One couple showed up fully loaded with two large popcorn-and-soda combos 45 minutes in, so late that the movie had long ended and we were already into the making-of footage. They left about 15 minutes later. I wonder what they made of the show they had just spent $100 on.
The making-of documentary tells its own story: this was a long-discussed side project at the very busy Shaft studio (Monogatari and Madoka series), it is Umetsu’s totally uncompromising vision, and as such it took at least a few years to whip up just this one episode. Though Virgin Punk was conceived of as a series, nobody involved in the production has any idea if a second episode could ever happen.
Probably over-long for a first viewing, the documentary is clearly extra material intended for a home video release. You get the general idea— it takes a lot of time and piles of corrections for animators (and the sound team!) to reach Umetsu’s exacting standards, and that’s exactly why Clockwork Girl looks so damn good— but you watch that story play out over every imaginable detail, in many of the different departments.

The staff realizes that the back end of a gun is not drawn in exactly the shape of its real-life inspiration in a certain cut, so Umetsu supervises as the gun is digitally redrawn in every frame. Umetsu singles out the effects animator responsible for the movie’s stunning water effects. Umetsu in the recording studio lets the sound guys know that he wants a little more emphasis on the “severing” when a bad guy’s head gets sliced off. You get an hour of that, and as much as it greatly deepened my appreciation for the artistry, what it really made me want to do was watch Clockwork Girl again, and then take all this making-of material in.

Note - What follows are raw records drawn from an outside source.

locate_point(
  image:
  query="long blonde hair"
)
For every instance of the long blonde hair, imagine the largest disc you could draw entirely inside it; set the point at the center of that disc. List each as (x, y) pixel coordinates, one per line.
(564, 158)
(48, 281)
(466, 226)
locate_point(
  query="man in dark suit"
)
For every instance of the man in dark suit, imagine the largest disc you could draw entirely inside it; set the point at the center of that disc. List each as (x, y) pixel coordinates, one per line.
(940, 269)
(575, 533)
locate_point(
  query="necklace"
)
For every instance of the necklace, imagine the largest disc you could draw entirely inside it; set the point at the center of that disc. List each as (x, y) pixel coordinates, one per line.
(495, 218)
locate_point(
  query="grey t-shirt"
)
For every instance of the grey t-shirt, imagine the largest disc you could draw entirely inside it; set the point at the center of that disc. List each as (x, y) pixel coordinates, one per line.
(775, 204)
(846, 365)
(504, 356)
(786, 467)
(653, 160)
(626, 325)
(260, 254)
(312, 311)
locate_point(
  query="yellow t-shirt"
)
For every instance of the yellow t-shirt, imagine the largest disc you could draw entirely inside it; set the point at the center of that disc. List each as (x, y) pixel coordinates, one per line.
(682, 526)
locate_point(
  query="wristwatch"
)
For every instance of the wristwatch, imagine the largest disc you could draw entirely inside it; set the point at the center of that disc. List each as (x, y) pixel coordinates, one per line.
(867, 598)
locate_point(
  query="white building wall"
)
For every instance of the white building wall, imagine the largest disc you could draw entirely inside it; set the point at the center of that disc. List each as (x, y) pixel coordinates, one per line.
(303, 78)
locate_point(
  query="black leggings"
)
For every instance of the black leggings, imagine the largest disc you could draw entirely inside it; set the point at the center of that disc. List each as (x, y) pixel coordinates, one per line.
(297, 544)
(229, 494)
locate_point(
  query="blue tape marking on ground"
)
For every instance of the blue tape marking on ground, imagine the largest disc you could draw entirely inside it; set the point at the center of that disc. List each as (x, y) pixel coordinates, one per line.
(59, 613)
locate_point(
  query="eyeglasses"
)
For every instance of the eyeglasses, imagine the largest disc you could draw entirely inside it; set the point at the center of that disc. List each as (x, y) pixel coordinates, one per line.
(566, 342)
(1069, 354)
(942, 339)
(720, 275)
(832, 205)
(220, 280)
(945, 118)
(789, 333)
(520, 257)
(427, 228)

In the theater, the doc actually begins to feel like a force-feeding as the creatives repeat themselves and we revisit the same scenes.
Funny thing; the documentary actually closes with the creatives begging you to see the movie over and over again (Japanese anime otaku are the last people on earth who still do this) so that maybe that second episode might one day come to be. It’s a dense piece of work, and like I said, I really did want to see it again. But unfortunately for me, there were only two American showings (one subbed and one dubbed); I probably won’t be able to see it again until Aniplex puts it out on Blu-Ray for $100. Bummer thought.
You can’t see this movie as of this writing, but also, see it as soon as you can. In the absence of Virgin Punk, check out Umetsu's old OVAs Kite or Mezzo Forte. (Long story short, you'll actually want the edited/censored versions of those.)